The education loan market in India has seen significant growth over the past decade. As of 2024, the market is valued at approximately INR 1.2 lakh crore (USD 16 billion). The Compound Annual Growth Rate (CAGR) for education loans in India has been around 12% over the last five years.
Interesting, right? But, why?
In India, education isn’t just a pathway to personal growth—it’s a ticket to success and a better future. With prestigious institutions and competitive programs, the demand for quality education is sky-high. However, this excellence comes at a price. Higher education costs have been steadily rising at 10% or more, making it challenging for many families to afford without financial assistance. That’s where student loans come into play, bridging the gap between your dreams and reality.

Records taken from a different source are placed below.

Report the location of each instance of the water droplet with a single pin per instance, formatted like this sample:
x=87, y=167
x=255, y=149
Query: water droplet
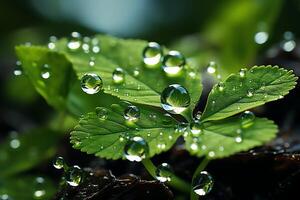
x=152, y=54
x=136, y=149
x=198, y=115
x=163, y=172
x=212, y=67
x=175, y=99
x=92, y=61
x=221, y=86
x=132, y=113
x=118, y=75
x=196, y=127
x=136, y=72
x=75, y=41
x=18, y=69
x=91, y=83
x=173, y=62
x=45, y=71
x=203, y=183
x=261, y=37
x=181, y=127
x=250, y=93
x=247, y=119
x=59, y=163
x=102, y=113
x=73, y=175
x=243, y=72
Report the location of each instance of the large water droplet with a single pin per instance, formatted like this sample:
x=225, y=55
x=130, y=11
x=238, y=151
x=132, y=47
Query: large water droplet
x=73, y=176
x=18, y=69
x=212, y=67
x=203, y=183
x=136, y=149
x=247, y=119
x=132, y=113
x=173, y=62
x=261, y=37
x=118, y=75
x=45, y=71
x=59, y=163
x=152, y=54
x=75, y=41
x=175, y=99
x=102, y=113
x=91, y=83
x=163, y=172
x=196, y=127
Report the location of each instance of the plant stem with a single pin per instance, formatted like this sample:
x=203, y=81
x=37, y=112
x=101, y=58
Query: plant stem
x=175, y=182
x=200, y=168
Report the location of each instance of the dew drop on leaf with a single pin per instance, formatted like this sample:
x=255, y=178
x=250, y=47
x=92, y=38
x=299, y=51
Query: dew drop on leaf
x=73, y=175
x=118, y=75
x=152, y=54
x=247, y=119
x=203, y=183
x=91, y=83
x=132, y=113
x=175, y=99
x=102, y=113
x=173, y=62
x=163, y=172
x=212, y=67
x=74, y=42
x=136, y=149
x=45, y=71
x=59, y=163
x=196, y=127
x=242, y=72
x=18, y=69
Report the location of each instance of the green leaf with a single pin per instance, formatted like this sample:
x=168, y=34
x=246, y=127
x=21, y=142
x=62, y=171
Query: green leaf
x=26, y=187
x=56, y=87
x=218, y=138
x=261, y=84
x=107, y=138
x=127, y=54
x=30, y=149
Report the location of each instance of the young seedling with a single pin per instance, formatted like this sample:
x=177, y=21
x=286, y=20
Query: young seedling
x=136, y=99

This blog aims to guide you in selecting the best student loan options available in India. Whether you’re aiming for an engineering degree, a medical seat, or an international MBA, This page will provide you with insights and tips to ensure you make an informed choice. Let’s dive in and find the perfect loan to fuel your educational journey!
What is a student loan?
A student loan is financial aid specifically for education expenses. It covers tuition, books, and living costs. In India, banks and financial institutions offer these loans. The interest rates for student loans in India range from 8% to 15%. As of 2023, over 3.5 lakh students avail student loans annually.
The loan amount depends on the course and institution. For studies in India, the maximum loan amount is ₹10-15 lakhs. For international studies, it can go up to ₹80 lakhs or more.
Repayment usually starts after the course completion. There is a moratorium period, typically 6 months to a year. During this period, repayment is not required. Student loans can be secured or unsecured. Secured loans need collateral, while unsecured loans do not.
Student loans are a crucial tool to make higher education accessible. They ensure that financial constraints don’t hinder your educational goals.
Types of student loans available in India
Secured vs. Unsecured Loans
Secured loans require collateral, such as property or fixed deposits. They usually offer lower interest rates and higher loan amounts. Unsecured loans don’t need collateral but may have higher interest rates and lower loan limits. Both types have their advantages, and the choice depends on your financial situation and risk tolerance.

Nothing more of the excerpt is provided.